Implementing a purely analytical softmax seems laborious process.

### Numerical example

So, let’s have \(L = 100\) taking from \(S = 10\) with \(r \in [1, S)\).

The probablity (after softmaxing) looks like:

The entropy is \(\sim 1e-4\) logits.

I don’t know how to interpret this since what do we even mean by probability here? We were so obsessed with whether we could or not, that we didn’t stop and ask ourselves whether we should. Lol.

So, to just to give an idea: with no constraint whatsoever, there are \(S^L\) possibilities which for the above setting is about \(10^{100}\) or the log of which is \(230.25\). The \({\rm log} (N(r = 1)) = 219.77\).

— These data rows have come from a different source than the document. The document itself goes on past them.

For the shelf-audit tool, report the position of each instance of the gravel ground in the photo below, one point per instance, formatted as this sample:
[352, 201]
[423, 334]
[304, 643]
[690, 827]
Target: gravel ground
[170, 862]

So, like there is like \(4.5%\) change when we add just a “single-no-repeat”” constraint.

### Ending notes

This is in \(1D\). We don’t know how this would look in multiple dimensions.

It would be interesting to see this in an actual survey with real participants.

Maybe this is why it is hard for humans to say like \(L = 20\) random digits (base-10 \(S\)) because we would want \(r\) to be as high as possible, since that’s what randomness is for us. And, if we compute how many combinations are for maximum \(r\), i.e., \(r = 9\), we get \(10^{14}\) which is \(69.54%\) less than the unconstrained number.

So, we struggle a bit. Or maybe we are just dumb.